If that sounds alarmingly didactic, then it should be counterbalanced with the knowledge that Harrison can convey easier pleasures too. The idea of humans and dinosaurs roaming the same planet appeals to many peoples’ inner eight-year-old, and Harrison clearly knows this. He is also especially strong on describing the hardships of the humans’ life: what cold feels like when you can’t escape it, how thrilling the hunt can be. In subsequent books in this series, he spent more time exploring this world. For him and the reader, it’s certainly worth the effort.
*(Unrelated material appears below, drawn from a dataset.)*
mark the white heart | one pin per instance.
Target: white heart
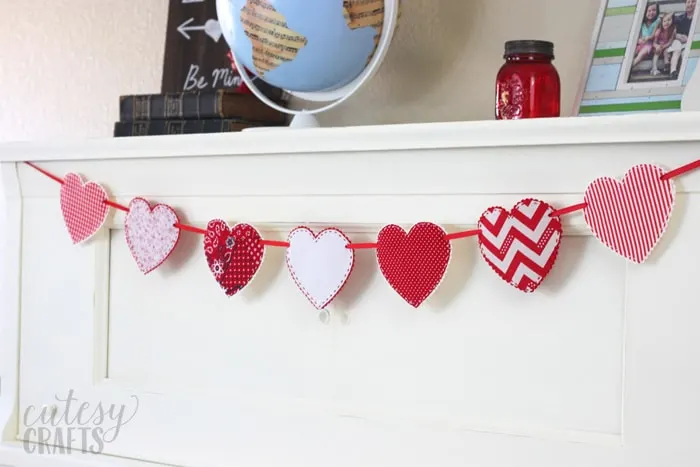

All the Harrison works I’ve discussed above start from simple premises: what if the world was hugely overcrowded? What if there were planets whose life was totally hostile to humans? And so on. But what strikes me in reading them is how Harrison never stints on the detail of their working-out. West of Eden has a 20-page appendix on the physiology and history of his alternate saurian culture, but it’s only the endpoint of the approach he has pursued throughout his career. It’s the same sensibility that conceived making ener-G from plankton collected by nuclear submarines. What varies from book to book is the tone, but Harrison’s wit is never far from the surface. In general, funny writers are valued less than serious ones, which perhaps accounts for my sense that Harrison isn’t understood or read as fully as he might be by the SF community. But a view of Harrison that only takes in the Stainless Steel Rat books is, as I hope I’ve demonstrated, pretty limited. Like all great SF writers, he never stops surprising you.